スマップ

In Japan there is a music producer named Johnny Kitagawa who has been churning out artificially manufactured boy bands since the early 1960s. Many of his boy bands have become hugely famous and popular, but the most successful of them all is SMAP, the group that launched the career of Japanese all-media superstar Kimura Takuya.

Apparently the name "SMAP" (pronounced "sumappu" in Japanese, was originally supposed to be an acronym for "Sports Music Assemble People" (sic), but this has long since been forgotten by everyone involved. Originally the group had 6 members, but one of them got lost pretty early on, and today the group consists of Kimura, Masahiro Nakai, Tsuyoshi Kusanagi, Goro Inagaki, and Shingo Katori.
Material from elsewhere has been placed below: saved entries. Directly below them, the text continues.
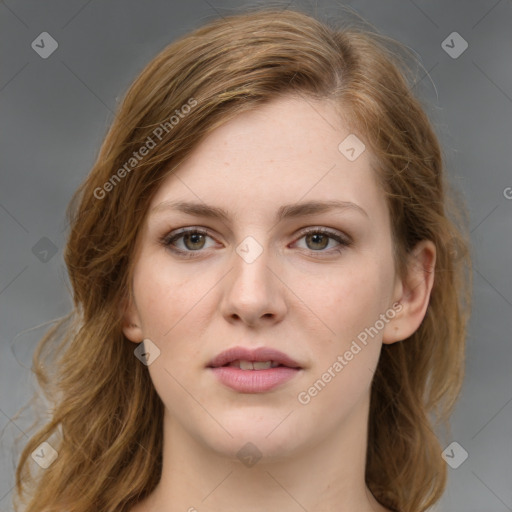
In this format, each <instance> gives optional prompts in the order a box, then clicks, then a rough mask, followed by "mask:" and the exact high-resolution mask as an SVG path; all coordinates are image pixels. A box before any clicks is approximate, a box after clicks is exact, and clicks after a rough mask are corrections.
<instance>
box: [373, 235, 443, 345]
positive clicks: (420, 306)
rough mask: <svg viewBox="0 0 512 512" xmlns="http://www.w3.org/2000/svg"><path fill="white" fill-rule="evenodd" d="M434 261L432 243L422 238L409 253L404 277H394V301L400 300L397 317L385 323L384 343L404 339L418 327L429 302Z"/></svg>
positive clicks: (435, 254)
mask: <svg viewBox="0 0 512 512" xmlns="http://www.w3.org/2000/svg"><path fill="white" fill-rule="evenodd" d="M435 263H436V247H435V245H434V243H433V242H432V241H430V240H422V241H421V242H419V243H418V244H417V245H416V246H415V247H414V249H413V250H412V252H411V254H410V255H409V258H408V265H407V276H406V278H405V279H403V280H402V279H400V278H397V279H398V281H397V283H396V287H395V300H394V303H396V302H399V303H400V304H401V309H398V308H396V309H395V311H397V313H396V316H395V317H394V318H393V319H391V320H390V321H389V322H388V323H387V324H386V327H385V329H384V332H383V336H382V342H383V343H386V344H391V343H395V342H396V341H400V340H404V339H406V338H408V337H409V336H411V335H412V334H414V332H416V331H417V330H418V328H419V326H420V325H421V322H422V321H423V318H425V314H426V311H427V307H428V304H429V301H430V292H431V291H432V286H433V285H434V269H435Z"/></svg>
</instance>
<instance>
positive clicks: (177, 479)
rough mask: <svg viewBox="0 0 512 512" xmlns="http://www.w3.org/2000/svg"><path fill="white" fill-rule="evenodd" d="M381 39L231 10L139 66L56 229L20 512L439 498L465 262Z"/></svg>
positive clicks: (458, 370)
mask: <svg viewBox="0 0 512 512" xmlns="http://www.w3.org/2000/svg"><path fill="white" fill-rule="evenodd" d="M390 45H391V43H390V42H389V41H385V40H384V39H383V38H381V37H378V36H376V35H374V34H371V33H368V32H365V31H362V30H359V29H356V28H352V29H350V28H347V29H344V30H336V29H334V28H331V27H329V26H327V25H325V24H323V23H321V22H320V21H318V20H315V19H314V18H312V17H309V16H307V15H305V14H302V13H299V12H293V11H291V10H287V11H275V10H256V11H253V12H249V13H246V14H239V15H236V16H231V17H228V18H225V19H220V20H216V21H214V22H210V23H209V24H207V25H205V26H204V27H202V28H199V29H198V30H196V31H194V32H193V33H191V34H189V35H187V36H185V37H183V38H182V39H180V40H178V41H176V42H175V43H173V44H171V45H170V46H168V47H167V48H165V49H164V50H163V51H162V52H161V53H160V54H159V55H158V56H157V57H156V58H155V59H154V60H153V61H152V62H151V63H150V64H149V65H148V66H147V67H146V69H144V70H143V72H142V73H141V74H140V76H139V77H138V78H137V80H136V81H135V82H134V84H133V85H132V87H131V88H130V90H129V91H128V93H127V95H126V98H125V100H124V102H123V104H122V106H121V108H120V110H119V113H118V116H117V118H116V120H115V121H114V123H113V125H112V127H111V129H110V131H109V133H108V135H107V137H106V139H105V142H104V144H103V146H102V149H101V151H100V154H99V156H98V160H97V162H96V164H95V165H94V168H93V169H92V171H91V173H90V175H89V176H88V178H87V179H86V181H85V182H84V183H83V185H82V186H81V187H80V189H79V190H78V191H77V193H76V195H75V198H74V201H73V206H72V208H71V210H70V221H71V232H70V236H69V240H68V245H67V248H66V252H65V259H66V264H67V266H68V270H69V274H70V279H71V283H72V286H73V292H74V302H75V311H74V312H72V313H71V314H70V315H69V317H68V318H67V319H64V320H63V321H61V322H60V323H59V324H57V326H56V327H55V328H54V329H53V330H51V331H50V332H49V333H48V334H47V335H46V337H45V338H44V339H43V340H42V341H41V344H40V346H39V347H38V350H37V351H36V354H35V356H34V361H35V364H34V369H35V370H34V371H35V372H36V375H37V376H38V379H39V382H40V384H41V386H43V388H44V389H45V390H46V391H47V393H48V396H49V397H51V399H53V401H54V404H55V407H54V409H53V410H52V418H51V421H50V422H49V423H48V424H46V425H45V426H44V427H43V428H41V429H40V430H39V432H37V433H36V434H35V435H34V436H33V437H32V439H31V440H30V442H29V443H28V445H27V446H26V448H25V450H24V452H23V454H22V457H21V460H20V463H19V467H18V470H17V490H18V493H19V495H20V497H21V498H23V496H24V493H27V495H28V494H29V491H30V490H32V496H31V499H30V500H29V499H26V502H27V506H26V508H24V509H23V510H26V511H27V512H32V511H36V510H38V511H39V510H47V511H49V512H50V511H69V512H79V511H84V512H85V511H90V510H101V511H109V512H110V511H112V512H114V511H132V512H152V511H160V512H174V511H181V510H183V511H185V510H188V511H194V510H197V511H218V510H222V511H232V510H233V511H234V510H237V511H249V510H250V511H254V510H283V511H295V510H309V511H324V510H325V511H327V510H344V511H357V512H366V511H368V512H369V511H381V512H383V511H400V512H420V511H424V510H426V509H427V508H429V507H430V506H432V505H433V504H434V503H436V502H437V501H438V500H439V498H440V497H441V495H442V493H443V490H444V487H445V480H446V470H445V463H444V461H443V459H442V457H441V451H442V446H441V445H440V443H439V441H438V439H437V437H436V434H435V432H434V427H435V426H436V424H437V422H440V421H443V420H447V418H448V417H449V414H450V412H451V410H452V407H453V404H454V402H455V399H456V397H457V395H458V392H459V389H460V386H461V381H462V376H463V355H464V340H465V333H466V323H467V318H468V314H469V313H468V311H469V296H470V284H469V277H470V274H469V272H468V271H469V269H470V260H469V257H468V252H467V250H466V244H467V241H466V240H467V239H466V237H465V235H464V234H463V232H462V228H461V227H458V225H457V224H458V223H459V220H461V218H462V217H461V210H460V209H458V208H457V207H455V206H454V205H453V204H452V202H451V201H450V197H451V196H450V195H449V193H448V190H447V183H446V182H445V177H444V171H443V161H442V156H441V151H440V147H439V143H438V140H437V138H436V136H435V133H434V131H433V129H432V127H431V125H430V123H429V121H428V118H427V116H426V114H425V112H424V111H423V109H422V107H421V104H420V102H419V101H418V100H417V99H416V98H415V97H414V96H413V94H412V92H411V84H410V83H408V82H407V74H406V71H405V69H403V67H402V66H401V62H400V61H399V60H398V59H395V58H394V57H392V52H390V51H389V48H390ZM393 48H395V49H397V48H398V47H397V46H394V47H393ZM448 208H450V210H448ZM454 247H456V248H458V251H456V252H454V251H453V248H454ZM57 340H59V341H60V345H59V346H58V347H55V342H57ZM50 348H51V349H52V350H51V352H50ZM57 354H60V355H59V357H56V355H57ZM43 361H44V365H42V364H41V363H42V362H43ZM45 443H46V444H45ZM38 450H39V451H38ZM37 457H40V458H41V459H42V460H44V463H39V465H40V466H42V467H45V469H39V468H38V467H37V466H34V461H36V462H37V460H36V459H37ZM32 459H33V460H32ZM31 467H32V468H35V469H36V470H37V473H36V474H32V475H31V474H30V473H31Z"/></svg>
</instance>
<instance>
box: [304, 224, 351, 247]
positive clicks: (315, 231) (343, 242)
mask: <svg viewBox="0 0 512 512" xmlns="http://www.w3.org/2000/svg"><path fill="white" fill-rule="evenodd" d="M303 238H304V239H305V241H306V245H307V246H308V247H306V248H307V249H309V250H312V251H313V252H328V251H324V249H326V247H327V246H328V245H329V241H332V240H334V241H336V242H337V243H338V246H340V245H341V246H348V245H350V242H349V241H348V240H347V239H345V238H344V237H342V236H340V235H338V234H337V233H334V232H332V231H328V230H326V229H314V230H310V231H306V232H305V233H303V234H302V236H301V237H300V238H299V239H298V240H302V239H303ZM311 245H313V248H312V247H311ZM338 246H334V247H338Z"/></svg>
The members of SMAP are ubiquitous in Japan, as you pretty much cannot cross the street without seeing them in some sort of advertisement or else singing and dancing on some sort of screen. And it's been like this for twenty years now, ever since their founding in 1991.

Believe it or not, SMAP was actually not successful at first, because ironically, music is probably their weakest point, but staring roles on a series of television variety programs in the 1990s, along with the general likability of the members and the handsomeness of Kimura (known as "Kimutaku" to his fans), saw them soar in popularity until they were the most famous group in Japan.

Although the members have done individual side projects (Kimura in particular wound up with a significant acting career), the group never broke up, and even though their TV shows were always more popular than their music, they never gave up on music and eventually got halfway decent at it. To date they have released more than 20 albums and countless singles. Their most famous song is 2003's Sekai ni Hitotsu Dake no Hana ("A Flower Unlike Any Other in the World"), an insanely catchy ditty that is the ninth best selling single in Japanese music history.

Through it all, the key to SMAP's success was that they reached beyond the traditional boy band demographic of young women and teenage girls to genuinely appeal to all sectors of Japanese society. Of course they had the minimum of singing and dancing chops necessary to be selected to a hand-selected boy band, but it was really their self-deprecating sense of humor, exemplified by their willingness to go on TV and do all manner of silly things, that so endeared them to the masses.